Ratings: 3/5 stars ★★★☆☆
Diana Peterfreund presents you Jane Austen’s Persuasion…with a twist!!
That was my initial reaction, but as it turns out, this book is not as terrible as I thought it would be.
Before I get into this review, let me make it clear that I am a huge Jane Austen fan. That being said, Persuasion is the only book by Jane Austen that I absolutely hated–I was able to force my way through all of Sense and Sensibility–but halfway through Persuasion, I realized that the only way to preserve my good opinion of Jane Austen is by putting this book down. I hate it when I see girls be like–
But the guys they love are like–
My reaction to this type of BS love stories:
But I digress.
The Writing: For Darkness Shows The Stars is not really a bad book. It’s a re-telling of a classic in a sci-fi dystopia theme, which I thought was pretty creative. I didn’t know it was a re-telling until halfway through the book, but I still recognized Austen’s style throughout the story. What strikes me amazing that it still didn’t ruin Diana Peterfreund’s own voice–even though I felt like I was reading a Jane Austen novel I could still see the writer’s originality in every word. She even went so far as to use the almost the same kind of restraint that Austen had always used in romantic scenes. She deserves an applause for that.
Unfortunately, the story progresses at an incredibly slow pace. The tortoise-speed of the story nearly made me fall asleep.I can’t count the number of times I almost gave up and marked this as DNF, so consider yourself warned: if you’re gonna read this book, you’ll be needing to have some patience.
The Plot: Despite the slow writing, there’s no denying that this book sends a powerful message. This is a novel that focuses extensively on discrimination, and repeatedly questions the impacts of aggressive technological advancements and our policies of using it. This is a book that makes you wonder where does the line that divides science as a tool for making a better world and science as a weapon to destroy the world starts to become blurry. It addresses issues of human rights, social castes and prejudices, and (this is my favorite part) the struggles of a young woman as she tries to choose between her loyalty to her family and her basic moral conscience.

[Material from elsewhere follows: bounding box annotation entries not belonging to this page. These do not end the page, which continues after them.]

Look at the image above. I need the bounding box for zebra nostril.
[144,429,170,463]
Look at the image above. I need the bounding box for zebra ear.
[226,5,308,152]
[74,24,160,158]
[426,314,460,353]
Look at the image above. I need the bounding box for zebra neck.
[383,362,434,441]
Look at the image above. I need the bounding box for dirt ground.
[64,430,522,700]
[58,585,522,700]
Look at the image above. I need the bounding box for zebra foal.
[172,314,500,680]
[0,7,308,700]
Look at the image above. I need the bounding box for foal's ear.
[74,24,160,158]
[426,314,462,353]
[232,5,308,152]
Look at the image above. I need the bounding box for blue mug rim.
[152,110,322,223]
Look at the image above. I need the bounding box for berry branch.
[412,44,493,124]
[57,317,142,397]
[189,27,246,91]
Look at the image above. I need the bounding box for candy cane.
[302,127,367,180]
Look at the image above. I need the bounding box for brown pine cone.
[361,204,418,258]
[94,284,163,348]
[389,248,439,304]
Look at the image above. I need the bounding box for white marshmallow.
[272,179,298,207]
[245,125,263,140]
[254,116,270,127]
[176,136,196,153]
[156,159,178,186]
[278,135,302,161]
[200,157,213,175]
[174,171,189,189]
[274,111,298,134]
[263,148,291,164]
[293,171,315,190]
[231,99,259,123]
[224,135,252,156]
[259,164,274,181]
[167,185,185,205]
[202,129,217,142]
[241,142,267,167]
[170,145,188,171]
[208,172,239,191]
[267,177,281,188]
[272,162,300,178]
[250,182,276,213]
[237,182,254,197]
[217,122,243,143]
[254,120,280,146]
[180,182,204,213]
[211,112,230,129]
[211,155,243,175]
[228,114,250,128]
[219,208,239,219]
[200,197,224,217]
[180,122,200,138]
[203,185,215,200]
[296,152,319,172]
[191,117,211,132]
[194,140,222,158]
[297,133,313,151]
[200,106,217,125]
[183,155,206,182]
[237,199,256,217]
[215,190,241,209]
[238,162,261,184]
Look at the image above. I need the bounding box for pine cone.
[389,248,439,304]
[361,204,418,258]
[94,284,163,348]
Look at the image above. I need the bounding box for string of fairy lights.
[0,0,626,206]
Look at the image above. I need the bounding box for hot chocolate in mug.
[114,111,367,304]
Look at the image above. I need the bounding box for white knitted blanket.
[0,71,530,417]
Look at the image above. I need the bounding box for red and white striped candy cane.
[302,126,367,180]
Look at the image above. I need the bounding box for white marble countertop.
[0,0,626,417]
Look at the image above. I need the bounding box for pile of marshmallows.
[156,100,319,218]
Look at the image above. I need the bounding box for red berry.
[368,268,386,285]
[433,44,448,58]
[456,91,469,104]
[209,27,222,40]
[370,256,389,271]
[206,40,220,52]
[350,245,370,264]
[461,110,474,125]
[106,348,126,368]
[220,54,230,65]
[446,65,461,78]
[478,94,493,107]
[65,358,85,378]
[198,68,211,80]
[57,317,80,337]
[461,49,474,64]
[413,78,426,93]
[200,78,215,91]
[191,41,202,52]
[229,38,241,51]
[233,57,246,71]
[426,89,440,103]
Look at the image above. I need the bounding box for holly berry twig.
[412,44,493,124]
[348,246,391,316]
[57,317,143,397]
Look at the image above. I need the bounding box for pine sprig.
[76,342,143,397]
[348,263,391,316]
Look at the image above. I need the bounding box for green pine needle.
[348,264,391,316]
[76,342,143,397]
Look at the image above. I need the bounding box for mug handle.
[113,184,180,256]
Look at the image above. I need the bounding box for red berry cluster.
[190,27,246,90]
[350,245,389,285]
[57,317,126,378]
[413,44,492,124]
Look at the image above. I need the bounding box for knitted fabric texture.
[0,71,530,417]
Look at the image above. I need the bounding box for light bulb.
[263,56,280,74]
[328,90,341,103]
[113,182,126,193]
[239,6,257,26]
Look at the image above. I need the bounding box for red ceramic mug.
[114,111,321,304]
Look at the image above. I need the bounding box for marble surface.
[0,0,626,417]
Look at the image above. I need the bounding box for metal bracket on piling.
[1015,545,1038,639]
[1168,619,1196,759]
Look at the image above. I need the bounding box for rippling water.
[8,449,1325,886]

A poster-child for the negative effects of genetic engineering, in the world of For Darkness Shows The Stars, years of extensive experimentation to make the perfect human beings backfired and resulted in the creation of the Reduced–a race of unnaturally beautiful and tragically helpless people–and eventually, the world we knew became nothing more than a wasteland. Those who refused the genetic modifications had gone into hiding, and after the worst was over they came out and appointed themselves as caretakers for the Reduced and abolished all sorts of scientific experimentation or research, even something as harmless producing cross-breed wheat.
As it turns out, the Luddites’ way of taking care of the Reduced was by forcing the Reduced and their descendants (the Children of the Reduced aka COR aka Posts) into doing all the hard labor that the Luddites were way too much of a snob to do themselves.
So you see there’s a lot of things going on in this re-telling of Persuasion. It’s not merely a love story. It’s a story that makes you think.
The Characters: Honestly, I couldn’t really find any flaw with any of the characters except for Kai and how Elliot and Kai are just so in love but just can’t be together. Don’t get me wrong, I love forbidden romances, but I don’t like it when it is constantly thrown in my face.
To make matters worse, Kai is a real d*ck to Elliot because she was…ahem, please note the sarcasm here…was so selfish that she chose to protect the poor, mistreated Reduced and their children on her father’s estate instead of riding off into the sunset with him.
And yet, Elliot can’t stop loving him even when he–
- Publicly insults her and blames her for all the crappy things happening to the Reduced even though it’s not her fault.
- Bitches about her to everyone he knows
- Intentionally flirts with another girl he has no feelings for just to spite her
- 9 out of the ten sentences that comes out of his mouth are intended to make her feel like shit.
This was the same reason why I hated Persuasion. I hate it when girls are portrayed this way to show that their love is unconditional. I understand why Peterfreund chose to stick to the original love story the way it happened, but when you consider the liberties she has taken with this re-telling she could have just as easily toned down the girls-are-spineless-when-they-fall-in-love theme.
The only saving grace was when Elliot finally stood up for herself, to her father and to Kai (sort of) though personally, I thought she could have stood up to Kai a lot sooner than she did. However, Elliot’s overall character arc was inspiring, and sends the message of independence and the need to fight for what you believe.
The Ending: Again this was another failure. The ending of this book was honestly a bit abrupt and left me feeling kind of disappointed. It ends with a vague promise of a sequel but does not provide enough intrigue to make me even slightly interested.